Top Dealers Had A Very Good 2012

We’ve now toted up the results from our third annual Foodservice Equipment Reports Top Dealer Report. The 46 companies that verified their volumes this year had a very good year in 2012, at least on the top line as a group. The Top Dealers had combined revenues of nearly $4.4 billion last year; half of the group reported double-digit percentage gains.

Combined revenues increased 11.4% in 2012. This exceeds the combined revenue increase of 10.3% from the 44 dealers verifying their volumes for ’11 last year. In our first Top Dealer Report, 31 dealers reported a combined increase of only 1.4% for ’10. Combined sales last year of the 37 other leading dealers who reported, but did not verify, or that we estimated, grew an estimated 5.8%, though we, of course, have less confidence in these numbers.

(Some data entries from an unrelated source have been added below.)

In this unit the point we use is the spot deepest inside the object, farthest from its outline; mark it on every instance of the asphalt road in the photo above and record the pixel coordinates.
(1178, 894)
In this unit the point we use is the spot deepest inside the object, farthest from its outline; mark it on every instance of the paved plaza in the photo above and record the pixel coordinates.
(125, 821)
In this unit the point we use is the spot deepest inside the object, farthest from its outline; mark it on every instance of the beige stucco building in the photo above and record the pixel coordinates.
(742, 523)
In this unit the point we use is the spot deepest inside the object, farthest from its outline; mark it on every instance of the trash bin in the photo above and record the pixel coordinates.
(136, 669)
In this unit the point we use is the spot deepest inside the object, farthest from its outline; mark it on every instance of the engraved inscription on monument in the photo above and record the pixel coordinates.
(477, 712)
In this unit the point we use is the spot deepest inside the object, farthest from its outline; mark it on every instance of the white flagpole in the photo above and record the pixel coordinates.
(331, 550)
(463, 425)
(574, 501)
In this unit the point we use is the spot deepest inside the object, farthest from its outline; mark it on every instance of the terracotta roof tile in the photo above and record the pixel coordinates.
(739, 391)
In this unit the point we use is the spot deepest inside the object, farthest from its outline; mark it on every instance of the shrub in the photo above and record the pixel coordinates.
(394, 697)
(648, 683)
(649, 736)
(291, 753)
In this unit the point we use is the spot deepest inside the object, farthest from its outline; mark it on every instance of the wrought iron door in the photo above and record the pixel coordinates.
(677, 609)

The largest dealers in the U.S. have thus now experienced two consecutive years of strong sales gains coming out of the Great Foodservice Recession. And they have significantly outpaced growth of the broader industry in both years. Current FER estimates of the total E&S market have the market growing 4.7% in current dollars in ’11, slowing to 3.8% growth last year.

The Top Dealers also grew significantly faster than either the seven publicly reporting E&S companies John Muldowney tracks, which managed to grow combined revenues only 2.2% in ’12, or the annualized growth for the MAFSI Barometer, up 3.9% last year.

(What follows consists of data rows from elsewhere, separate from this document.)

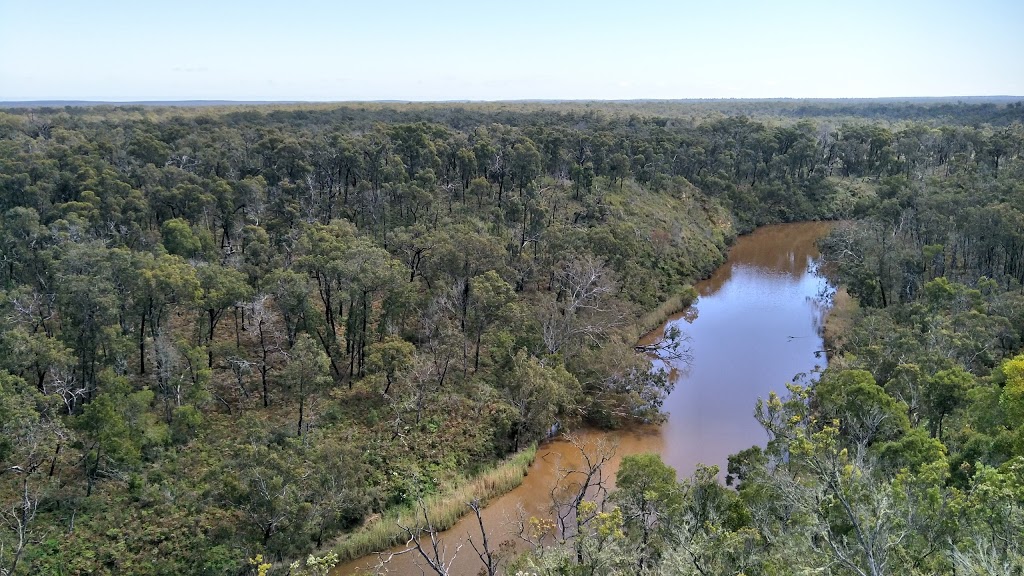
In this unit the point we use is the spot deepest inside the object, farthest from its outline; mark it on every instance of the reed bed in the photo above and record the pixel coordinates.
(676, 303)
(443, 508)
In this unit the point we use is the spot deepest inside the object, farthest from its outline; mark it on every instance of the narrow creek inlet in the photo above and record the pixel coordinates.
(756, 326)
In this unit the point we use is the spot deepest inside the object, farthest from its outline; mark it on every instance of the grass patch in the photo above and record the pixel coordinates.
(443, 508)
(676, 303)
(839, 321)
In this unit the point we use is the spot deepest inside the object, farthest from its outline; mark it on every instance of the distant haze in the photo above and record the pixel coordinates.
(457, 49)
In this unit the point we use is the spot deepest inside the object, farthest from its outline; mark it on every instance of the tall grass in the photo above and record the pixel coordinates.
(655, 318)
(443, 508)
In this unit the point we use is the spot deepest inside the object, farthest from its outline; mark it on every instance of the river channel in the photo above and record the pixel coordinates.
(756, 326)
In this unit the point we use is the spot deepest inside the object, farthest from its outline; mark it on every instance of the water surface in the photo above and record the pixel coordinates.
(756, 326)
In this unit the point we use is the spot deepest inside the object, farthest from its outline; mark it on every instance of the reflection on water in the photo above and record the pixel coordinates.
(756, 326)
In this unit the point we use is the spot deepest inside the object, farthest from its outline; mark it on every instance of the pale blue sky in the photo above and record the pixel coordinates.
(461, 49)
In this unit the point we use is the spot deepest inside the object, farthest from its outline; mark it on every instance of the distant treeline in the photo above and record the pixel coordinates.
(241, 330)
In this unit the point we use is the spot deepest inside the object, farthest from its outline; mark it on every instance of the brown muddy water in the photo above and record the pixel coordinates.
(756, 326)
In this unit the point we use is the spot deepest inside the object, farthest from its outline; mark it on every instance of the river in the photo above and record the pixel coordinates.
(756, 326)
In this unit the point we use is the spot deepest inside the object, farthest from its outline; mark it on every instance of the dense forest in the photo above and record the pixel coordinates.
(241, 332)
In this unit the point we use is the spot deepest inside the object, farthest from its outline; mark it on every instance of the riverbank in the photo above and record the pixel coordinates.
(657, 317)
(443, 508)
(839, 321)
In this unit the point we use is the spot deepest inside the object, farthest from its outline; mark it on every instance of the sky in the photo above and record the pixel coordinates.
(517, 49)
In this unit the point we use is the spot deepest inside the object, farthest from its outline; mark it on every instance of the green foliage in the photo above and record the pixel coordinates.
(483, 263)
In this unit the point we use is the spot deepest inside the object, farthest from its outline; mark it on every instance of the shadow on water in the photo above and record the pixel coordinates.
(756, 327)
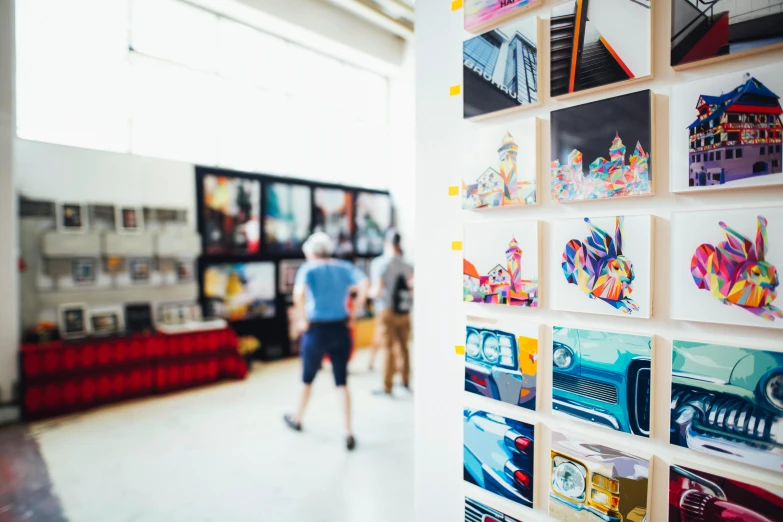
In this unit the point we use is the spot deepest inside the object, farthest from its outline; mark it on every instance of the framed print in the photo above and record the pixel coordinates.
(501, 361)
(287, 216)
(373, 220)
(334, 215)
(603, 378)
(106, 321)
(83, 270)
(603, 265)
(484, 14)
(725, 266)
(719, 497)
(238, 291)
(501, 263)
(588, 132)
(487, 87)
(705, 32)
(71, 217)
(129, 220)
(602, 481)
(727, 401)
(590, 50)
(140, 269)
(72, 319)
(502, 448)
(726, 131)
(230, 214)
(500, 165)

Why are the bigger dealers growing so much faster than the industry as a whole? As we suggested two weeks ago, there are a number of reasons: the chain orientation of many larger dealers, the growth of Internet sales and Internet-centric dealers, and the gradual consolidation of the industry.

The realities are that it’s getting tougher to compete as a distributor in the multiunit dominated U.S. market without some economies of scale. One has to buy and distribute efficiently, and invest in facilities, equipment, and in this era particularly, software. The successful dealers also invest in their people, in marketing, and in other “soft” assets.

But bear in mind another reality of the dealer channel. It remains a dynamic, people-oriented business, with a fairly low cost of entry. Our Top Dealer list is full of companies that have emerged just within the last decade or two. It’s a business that pays off for hard work, smart work. Not that it’s ever easy.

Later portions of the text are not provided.